According to the lawsuit, the policy clashes with other federal and state laws and Supreme Court precedent. It says the policy forbids schools from addressing isolated cases of abuse because the new definition of sexual harassment is limited to “pervasive” cases.

It also alleges that schools would be blocked from investigating sexual abuse complaints from former students or cases arising at off-campus apartments, which are not deemed to be “under the substantial control” of the school under the new policy.

The attorneys general argue that the policy creates “procedural barriers” for schools and discourages students from filing complaints.

“As a result, fewer sexual harassment complaints will be filed, and schools will be less well equipped to protect their students’ safety and rid their programs and activities of the pernicious effects of sex discrimination,” the suit alleges.

Victims' advocates say rules created under former President Barack Obama forced colleges to confront sexual abuse after sweeping the issue aside for years.

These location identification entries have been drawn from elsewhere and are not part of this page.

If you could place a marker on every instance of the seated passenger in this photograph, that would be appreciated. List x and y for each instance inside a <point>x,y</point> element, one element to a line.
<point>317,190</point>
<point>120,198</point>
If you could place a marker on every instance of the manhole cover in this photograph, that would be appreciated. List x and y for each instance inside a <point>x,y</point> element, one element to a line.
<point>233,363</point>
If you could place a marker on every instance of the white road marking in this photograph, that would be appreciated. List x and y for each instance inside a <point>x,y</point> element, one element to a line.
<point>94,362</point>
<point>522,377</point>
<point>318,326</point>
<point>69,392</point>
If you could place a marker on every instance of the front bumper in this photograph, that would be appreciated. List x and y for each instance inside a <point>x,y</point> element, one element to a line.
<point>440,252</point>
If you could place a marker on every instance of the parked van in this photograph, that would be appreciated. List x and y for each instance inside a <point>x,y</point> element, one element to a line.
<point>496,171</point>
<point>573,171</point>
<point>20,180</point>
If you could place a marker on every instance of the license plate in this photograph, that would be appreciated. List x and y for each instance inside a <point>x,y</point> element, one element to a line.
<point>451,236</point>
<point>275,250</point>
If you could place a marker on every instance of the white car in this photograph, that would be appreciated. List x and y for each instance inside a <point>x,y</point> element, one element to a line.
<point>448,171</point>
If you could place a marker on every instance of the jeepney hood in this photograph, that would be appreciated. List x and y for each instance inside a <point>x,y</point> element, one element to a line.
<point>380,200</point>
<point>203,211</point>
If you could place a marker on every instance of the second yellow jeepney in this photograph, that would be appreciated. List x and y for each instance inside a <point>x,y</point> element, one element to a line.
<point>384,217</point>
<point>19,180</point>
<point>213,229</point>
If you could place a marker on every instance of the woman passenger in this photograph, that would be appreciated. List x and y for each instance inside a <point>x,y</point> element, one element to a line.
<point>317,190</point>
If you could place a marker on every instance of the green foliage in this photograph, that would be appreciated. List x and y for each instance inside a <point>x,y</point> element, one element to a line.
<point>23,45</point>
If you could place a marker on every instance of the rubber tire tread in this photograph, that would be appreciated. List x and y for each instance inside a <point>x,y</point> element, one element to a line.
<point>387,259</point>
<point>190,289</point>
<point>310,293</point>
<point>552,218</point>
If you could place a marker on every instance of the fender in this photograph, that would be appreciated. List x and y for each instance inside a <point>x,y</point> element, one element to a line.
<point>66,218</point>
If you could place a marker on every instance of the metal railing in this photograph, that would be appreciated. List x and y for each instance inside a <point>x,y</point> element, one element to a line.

But DeVos has said the guidelines turned campus disciplinary panels into “kangaroo courts" that were too quick to deal judgment against accused students.

The Education Department finalized the new policy after reviewing more than 120,000 public comments. It softened some provisions from an earlier proposal, and for the first time clarified that dating violence and stalking must be addressed under Title IX.

But the lawsuit says the final rules also included new provisions “that are not a logical outgrowth of the proposed rule,” and it alleges that the Education Department failed to provide the public with data and analysis used to create the policy.

Schools and colleges have urged DeVos to reconsider the Aug. 14 deadline, which the lawsuit says will be impossible to meet as schools deal with fallout from the coronavirus and prepare for next fall.

It says schools across the nation “will be required to completely overhaul their systems for investigating and adjudicating complaints of sexual harassment in less than three months, in the midst of a global pandemic that has depleted school resources.”

The suit asks a federal judge to declare the policy unlawful, postpone its effective date during a judicial review and block the department from enforcing the rules.

In its statement, the Education Department countered that, even amid the pandemic, schools are still receiving Title IX complaints as students learn remotely.

“Civil rights are not on hold during this pandemic,” the department said. “To pretend otherwise is to let students down.”